Ogni tanto esce un film che esula dal puro intrattenimento e va dritto al cuore della realtà com’è e come nessuno ce la racconta, offrendo uno sguardo differente, logico, senza assoluzioni su quello che abbiamo vissuto e che non ci piace ammettere. Così è l’ultimo lavoro di Roman Polanski.
Un lavoro assoluto: chi se ne frega se Pierce “Mamma mia” Brosnan è o non è Tony Blair. E’un ex primo ministro inglese che ha approvato un’assurda guerra contro l’Iraq e contro l’Afganisthan usando il terrorismo islamico come scusa, nel solo ed esclusivo interesse della politica di un’amministrazione USA, quella passata.
E che importa se effettivamente Blair è stato o meno ingaggiato dalla CIA, come ipotizza il film? L’importante è far vedere come un attore oggi possa essere scelto come leader politico di spicco e proiettato al potere attraverso l’influenza dei media (Reagan? Schwartzenegger? Berlusconi?) e facendo leva sulle paure della gente, senza nessuna remora morale.
Hanno parlato di Hitckock per questo film, e forse il paragone è assurdamente un po’ ingeneroso, perché è il più nettamente Polanskiano da almeno 25 anni a questa parte, dall’ Inquilino del terzo piano di cui sembra ricalcare l’angoscia demenziale e l’ineluttabilità del “nero fine”. Ma c’è anche un po’ di Costa Gavras, l’analisi del potere, l’interrogarci su cosa davvero oggi è diventata la democrazia.

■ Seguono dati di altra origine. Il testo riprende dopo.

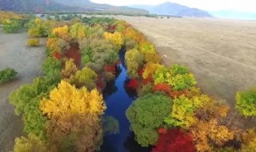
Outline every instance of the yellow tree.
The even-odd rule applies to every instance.
[[[164,66],[151,62],[146,63],[145,65],[144,72],[142,74],[143,78],[147,79],[150,76],[152,76],[158,69],[161,67],[164,67]]]
[[[82,41],[86,38],[87,32],[87,27],[81,22],[76,22],[70,27],[70,36],[73,38],[77,38],[78,41]]]
[[[42,100],[40,108],[49,118],[58,118],[68,114],[102,116],[106,105],[97,90],[88,91],[86,87],[76,89],[69,82],[62,81],[58,88],[50,92],[50,98]]]
[[[67,42],[70,40],[69,27],[67,26],[64,26],[63,27],[56,27],[53,30],[52,34]]]
[[[84,67],[82,70],[78,70],[75,74],[72,74],[66,81],[72,85],[80,88],[86,86],[88,90],[96,87],[98,74],[91,69]]]
[[[69,59],[65,63],[65,68],[61,71],[62,77],[69,78],[72,74],[75,74],[77,71],[78,68],[74,63],[74,59]]]
[[[122,46],[123,45],[122,35],[119,32],[114,32],[114,34],[105,32],[104,38],[110,41],[114,45],[118,47],[118,50],[121,50]]]

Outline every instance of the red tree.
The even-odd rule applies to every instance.
[[[157,84],[153,87],[154,91],[162,91],[169,93],[170,91],[170,86],[165,83]]]
[[[143,79],[143,85],[146,85],[147,83],[151,83],[153,82],[153,76],[152,74],[150,75],[146,79]]]
[[[161,134],[158,145],[152,152],[194,152],[192,137],[178,129]]]
[[[55,53],[54,56],[57,59],[60,59],[62,58],[62,54],[60,53]]]
[[[129,89],[135,90],[138,88],[138,82],[137,79],[134,78],[130,80],[129,83],[126,85],[126,87]]]
[[[116,65],[105,66],[104,70],[114,74],[116,73],[115,66]]]

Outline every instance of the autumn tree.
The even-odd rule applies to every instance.
[[[87,27],[81,22],[76,22],[70,27],[70,36],[78,41],[82,41],[86,37]]]
[[[70,36],[69,34],[69,27],[64,26],[63,27],[56,27],[52,30],[52,34],[56,35],[58,38],[64,39],[66,42],[70,41]]]
[[[30,85],[22,86],[9,97],[10,102],[15,106],[15,114],[22,114],[24,130],[44,138],[46,118],[39,109],[41,98],[46,97],[56,82],[47,77],[37,78]]]
[[[2,25],[2,30],[7,33],[16,33],[22,29],[22,25],[17,21],[10,21],[9,23]]]
[[[142,78],[144,79],[147,79],[150,76],[152,76],[157,70],[162,67],[164,67],[164,66],[160,64],[154,64],[151,62],[146,63],[144,66]]]
[[[138,78],[138,71],[143,66],[143,55],[134,49],[127,50],[125,58],[128,76],[131,78]]]
[[[29,137],[16,138],[14,152],[46,152],[47,146],[44,141],[42,141],[35,135]]]
[[[49,98],[44,98],[42,100],[40,107],[49,118],[59,118],[68,114],[91,114],[101,116],[106,109],[102,96],[97,90],[88,91],[86,87],[76,89],[65,81],[62,81],[58,87],[50,92]]]
[[[256,116],[256,89],[238,92],[236,109],[245,116]]]
[[[67,82],[75,85],[77,87],[86,86],[89,90],[96,88],[96,81],[98,74],[88,67],[84,67],[78,70],[75,74],[72,74]]]
[[[62,38],[48,38],[46,46],[50,50],[53,56],[55,56],[56,54],[62,54],[64,50],[70,48],[68,42]]]
[[[170,86],[167,84],[165,83],[159,83],[153,87],[154,91],[162,91],[165,92],[166,94],[168,94],[170,91]]]
[[[139,50],[144,55],[145,62],[159,63],[161,62],[161,57],[149,42],[142,42]]]
[[[182,90],[197,83],[188,69],[179,65],[162,67],[154,74],[154,84],[166,83],[175,90]]]
[[[250,129],[242,135],[243,144],[242,146],[242,152],[256,151],[256,130]]]
[[[18,74],[14,69],[6,68],[0,70],[0,84],[10,81]]]
[[[114,32],[114,34],[105,32],[104,38],[118,47],[118,50],[120,50],[123,45],[123,38],[121,33]]]
[[[227,106],[219,105],[213,100],[203,102],[203,106],[196,110],[194,115],[198,121],[190,130],[198,151],[210,151],[213,147],[222,146],[234,139],[237,130],[221,123],[228,111]]]
[[[78,68],[74,63],[74,59],[69,59],[65,63],[65,68],[62,70],[61,74],[63,78],[69,78],[72,74],[75,74]]]
[[[55,151],[98,151],[103,142],[102,122],[93,114],[67,113],[50,120],[46,128]]]
[[[45,62],[42,65],[43,74],[57,82],[61,80],[62,68],[61,62],[53,57],[47,57]]]
[[[171,114],[165,121],[173,126],[182,126],[187,129],[197,122],[197,118],[194,117],[195,110],[211,100],[207,95],[193,97],[190,99],[182,95],[174,100]]]
[[[142,146],[155,145],[158,140],[158,129],[170,114],[172,101],[162,94],[148,94],[138,98],[126,110],[130,129],[135,140]]]
[[[173,129],[161,134],[159,140],[152,152],[194,152],[195,148],[190,134],[186,134],[180,130]]]

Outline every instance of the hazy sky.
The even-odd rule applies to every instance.
[[[114,6],[155,5],[167,1],[206,10],[234,10],[256,12],[256,0],[91,0],[94,2]]]

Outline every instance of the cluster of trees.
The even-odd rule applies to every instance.
[[[0,70],[0,84],[10,81],[18,74],[14,69],[6,68]]]
[[[124,34],[128,48],[127,87],[139,95],[126,117],[141,146],[155,146],[153,151],[255,150],[254,130],[246,130],[228,106],[196,88],[187,67],[159,64],[154,46],[130,25],[119,22],[116,31]],[[238,93],[237,109],[244,115],[255,115],[255,94]]]
[[[29,22],[30,35],[48,36],[47,58],[42,65],[45,76],[10,95],[28,134],[16,139],[14,151],[98,151],[104,134],[118,132],[114,118],[102,117],[106,107],[101,91],[102,83],[115,78],[123,36],[94,24]],[[74,53],[72,44],[79,45],[74,51],[81,54],[81,65],[66,55]]]
[[[99,150],[103,134],[119,129],[114,118],[102,118],[106,107],[101,91],[115,78],[122,49],[131,78],[127,86],[139,94],[126,116],[140,145],[155,146],[153,151],[255,150],[255,130],[242,130],[227,106],[194,87],[188,68],[161,65],[154,46],[123,21],[84,20],[29,22],[30,35],[48,36],[47,58],[45,76],[10,96],[28,134],[16,139],[14,151]],[[70,54],[78,54],[82,63]],[[242,114],[255,115],[254,90],[238,93],[237,101]]]

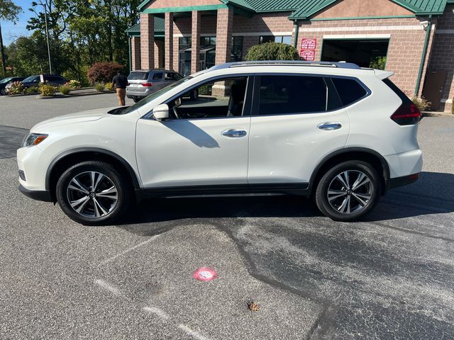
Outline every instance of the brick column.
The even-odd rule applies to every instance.
[[[140,60],[142,68],[155,67],[155,16],[140,14]]]
[[[164,18],[164,57],[165,69],[173,69],[173,13],[166,12]]]
[[[231,8],[218,9],[216,28],[216,64],[230,62],[232,50],[233,10]],[[215,96],[230,95],[230,86],[226,81],[218,81],[213,86],[211,94]]]
[[[192,11],[192,30],[191,32],[191,74],[200,70],[200,11]]]
[[[216,29],[216,64],[230,62],[233,26],[233,10],[230,8],[218,9]]]
[[[131,54],[132,69],[140,69],[140,37],[131,38]]]

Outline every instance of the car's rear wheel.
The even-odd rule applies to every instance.
[[[381,181],[365,162],[342,162],[326,171],[317,186],[317,207],[336,221],[354,221],[370,212],[379,200]]]
[[[128,209],[131,200],[130,183],[112,165],[87,161],[65,171],[56,186],[62,210],[84,225],[112,223]]]

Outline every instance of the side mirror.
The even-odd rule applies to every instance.
[[[169,118],[169,106],[161,104],[153,108],[153,117],[158,121],[165,120]]]

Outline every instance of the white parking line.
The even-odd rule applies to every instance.
[[[95,280],[94,283],[96,285],[98,285],[99,287],[103,288],[104,290],[108,290],[111,292],[112,294],[114,294],[114,295],[121,295],[121,290],[120,290],[118,288],[115,287],[111,283],[109,283],[109,282],[104,281],[104,280],[98,279],[98,280]]]
[[[152,241],[153,241],[154,239],[156,239],[160,235],[155,235],[151,237],[150,237],[148,239],[147,239],[146,241],[144,241],[143,242],[139,243],[138,244],[135,245],[134,246],[132,246],[131,248],[129,248],[128,249],[124,250],[123,251],[121,251],[120,254],[117,254],[116,255],[115,255],[114,256],[112,256],[111,258],[107,259],[106,260],[103,261],[102,262],[101,262],[98,266],[103,266],[104,264],[107,264],[109,262],[113,261],[114,260],[115,260],[116,259],[122,256],[123,255],[125,255],[126,254],[128,254],[130,251],[132,251],[134,249],[136,249],[137,248],[144,246],[148,243],[151,242]]]
[[[193,331],[189,327],[184,324],[179,324],[178,325],[178,328],[184,331],[189,336],[192,336],[194,339],[196,339],[197,340],[209,340],[208,338],[206,338],[205,336],[201,335],[200,333],[196,331]]]
[[[157,315],[164,320],[168,320],[170,319],[170,317],[160,308],[156,308],[155,307],[144,307],[143,310],[145,312]]]

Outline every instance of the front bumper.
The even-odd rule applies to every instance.
[[[43,200],[45,202],[52,202],[52,196],[48,190],[37,191],[37,190],[28,190],[26,188],[19,184],[19,191],[23,193],[26,196],[36,200]]]

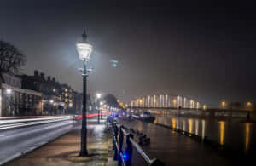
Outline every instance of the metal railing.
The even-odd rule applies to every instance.
[[[157,158],[150,159],[143,152],[142,147],[135,141],[133,135],[125,129],[112,117],[108,117],[108,128],[110,128],[113,135],[113,149],[114,150],[113,159],[118,161],[118,165],[131,166],[133,148],[144,158],[146,163],[151,166],[164,166],[165,163]],[[125,150],[123,152],[124,140],[125,140]]]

Il cast è formidabile: Ewan Mc Gregor si conferma uno dei pilastri dell’arte cinematografica contemporanea (ce n’era bisogno dopo bazzecole come Big Fish o Moulin Rouge? ), la meravigliosa Olivia Williams è la figura più inquietante e sorniona, Kim “Sex and the City” Cattrall è una perfetta finta cattiva che alla fina invece è la buona, il tema del Ghost Writer, il persuasore occulto, è pieno di fascino. Il finale, con i fogli della biografia che svolzzano per una strada di Londra, è già da antologia del cinema. Credo che sarà una delle poche pellicole d’oggi che i nostri figli vorranno rivedere anche fra 50 anni. Se glielo lasceranno fare.